L'une des raisons du différend était la présence de pétrole. Avant même la Grande Guerre, plusieurs territoires arabes - l'Égypte, l'Afrique du Nord et des parties du golfe Persique - avaient déjà été divisés en colonies ou protectorats.

Les Arabes hachémites, qui avaient mené la révolte arabe contre les Ottomans avec l'aide des Britanniques (en particulier T. E. Lawrence), furent chassés de Syrie par les Français. Ils ont également perdu leur fief ancestral du Hedjaz, avec ses villes saintes de La Mecque et de Médine, au profit d'Abdel Aziz bin Saud, un chef du Nejd soutenu par les Britanniques. Avec ses fanatiques religieux wahhabites, il a fondé l'Arabie saoudite. Une branche des Hachémites gouvernait l'Irak, mais sous contrôle britannique strict; une autre branche survit encore dans l'ancienne région de la Transjordanie (nom de lieu inventé par les Européens), aujourd'hui appelée Jordanie, que les Britanniques ont rapidement séparée de la Palestine. Toutes ces attributions territoriales étaient conformes aux orientations des accords Sykes-Picot.

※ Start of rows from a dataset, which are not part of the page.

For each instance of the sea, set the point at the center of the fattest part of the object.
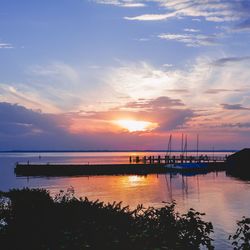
(224, 199)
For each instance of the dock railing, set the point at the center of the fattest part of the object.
(175, 159)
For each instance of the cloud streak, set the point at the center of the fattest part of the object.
(192, 40)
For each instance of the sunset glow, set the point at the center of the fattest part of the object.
(134, 126)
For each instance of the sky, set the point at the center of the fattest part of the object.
(124, 74)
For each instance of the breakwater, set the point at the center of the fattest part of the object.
(29, 169)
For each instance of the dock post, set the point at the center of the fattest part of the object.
(137, 160)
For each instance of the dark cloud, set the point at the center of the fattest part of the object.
(166, 112)
(236, 106)
(26, 129)
(227, 60)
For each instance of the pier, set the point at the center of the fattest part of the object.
(176, 159)
(137, 165)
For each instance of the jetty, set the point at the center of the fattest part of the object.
(139, 165)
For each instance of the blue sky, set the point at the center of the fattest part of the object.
(81, 65)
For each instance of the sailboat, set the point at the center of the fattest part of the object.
(186, 163)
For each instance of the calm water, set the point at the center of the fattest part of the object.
(224, 199)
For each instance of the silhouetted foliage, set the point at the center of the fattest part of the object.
(241, 238)
(32, 219)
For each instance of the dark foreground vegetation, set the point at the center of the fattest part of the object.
(32, 219)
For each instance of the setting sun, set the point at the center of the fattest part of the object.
(134, 126)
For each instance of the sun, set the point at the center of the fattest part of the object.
(135, 126)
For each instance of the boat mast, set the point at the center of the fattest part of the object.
(197, 144)
(170, 145)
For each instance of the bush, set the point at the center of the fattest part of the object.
(241, 238)
(32, 219)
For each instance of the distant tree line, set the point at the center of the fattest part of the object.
(32, 219)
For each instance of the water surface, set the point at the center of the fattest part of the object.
(224, 199)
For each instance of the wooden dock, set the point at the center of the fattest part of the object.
(34, 169)
(176, 159)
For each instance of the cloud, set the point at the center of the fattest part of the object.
(227, 60)
(192, 30)
(192, 40)
(161, 102)
(151, 17)
(6, 46)
(243, 26)
(122, 3)
(234, 106)
(18, 120)
(219, 91)
(213, 11)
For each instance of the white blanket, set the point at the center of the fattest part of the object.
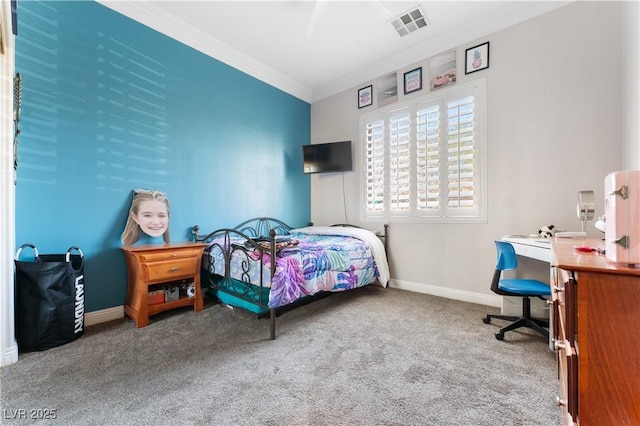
(377, 248)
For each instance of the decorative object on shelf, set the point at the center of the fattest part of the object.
(365, 96)
(546, 231)
(413, 81)
(622, 211)
(387, 89)
(476, 58)
(442, 69)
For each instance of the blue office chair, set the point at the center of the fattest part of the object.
(524, 288)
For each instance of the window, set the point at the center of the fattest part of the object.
(426, 160)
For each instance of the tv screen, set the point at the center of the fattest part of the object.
(327, 157)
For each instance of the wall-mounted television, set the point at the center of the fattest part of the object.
(327, 157)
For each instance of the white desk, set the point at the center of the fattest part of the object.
(535, 248)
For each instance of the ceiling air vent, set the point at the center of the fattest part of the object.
(409, 21)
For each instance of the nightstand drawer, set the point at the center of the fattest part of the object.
(170, 255)
(176, 268)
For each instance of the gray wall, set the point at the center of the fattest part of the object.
(554, 127)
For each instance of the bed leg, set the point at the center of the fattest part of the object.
(273, 324)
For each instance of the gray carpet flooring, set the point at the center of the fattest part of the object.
(371, 356)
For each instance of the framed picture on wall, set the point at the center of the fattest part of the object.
(413, 81)
(365, 96)
(476, 58)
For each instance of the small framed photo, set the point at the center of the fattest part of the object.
(442, 70)
(413, 81)
(365, 96)
(476, 58)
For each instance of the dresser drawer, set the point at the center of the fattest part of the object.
(170, 254)
(171, 269)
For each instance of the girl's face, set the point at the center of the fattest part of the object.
(152, 217)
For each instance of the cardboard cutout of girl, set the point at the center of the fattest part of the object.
(149, 214)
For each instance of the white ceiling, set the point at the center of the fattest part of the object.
(316, 48)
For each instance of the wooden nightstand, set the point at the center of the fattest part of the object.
(151, 265)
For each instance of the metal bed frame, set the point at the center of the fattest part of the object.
(252, 232)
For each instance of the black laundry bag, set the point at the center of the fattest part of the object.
(49, 309)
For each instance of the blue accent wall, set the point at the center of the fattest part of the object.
(110, 105)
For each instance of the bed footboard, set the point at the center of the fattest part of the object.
(248, 255)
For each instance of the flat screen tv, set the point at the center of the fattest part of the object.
(327, 157)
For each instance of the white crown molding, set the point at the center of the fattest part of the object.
(513, 13)
(155, 18)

Après la Révolution russe, les revendications soviétiques sur les territoires de l'Empire ottoman ont été rejetées, et les bolcheviks ont donc publié les détails de l'accord Sykes-Picot (ainsi que d'autres traités) avec les textes intégraux dans leurs revues Izvestia et Pravda le 23 novembre. 1917; le 26 du même mois, The Manchester Guardian s'est fait l'écho de ce fait. Cette révélation a provoqué une grande agitation et un grand embarras parmi les alliés et a alimenté une grande méfiance entre eux et les nationalistes arabes. Ces derniers ont découvert qu'ils avaient été utilisés, cimentant le ressentiment dans toute la région.

"De nombreux pays ont des frontières étranges", explique Rami Khouri de la Société académique palestinienne pour l'étude des affaires internationales. « Cependant, pour les Arabes, Sykes-Picot est le symbole d'un grief bien plus profond. C'est à peu près tout un siècle au cours duquel les puissances occidentales ont joué avec nous."

Les conséquences de sa mise en œuvre ont créé les conditions de la domination française et britannique, qui a duré jusqu'après la Seconde Guerre mondiale, et les conflits régionaux qui ont empêché une paix durable de ces dates à nos jours.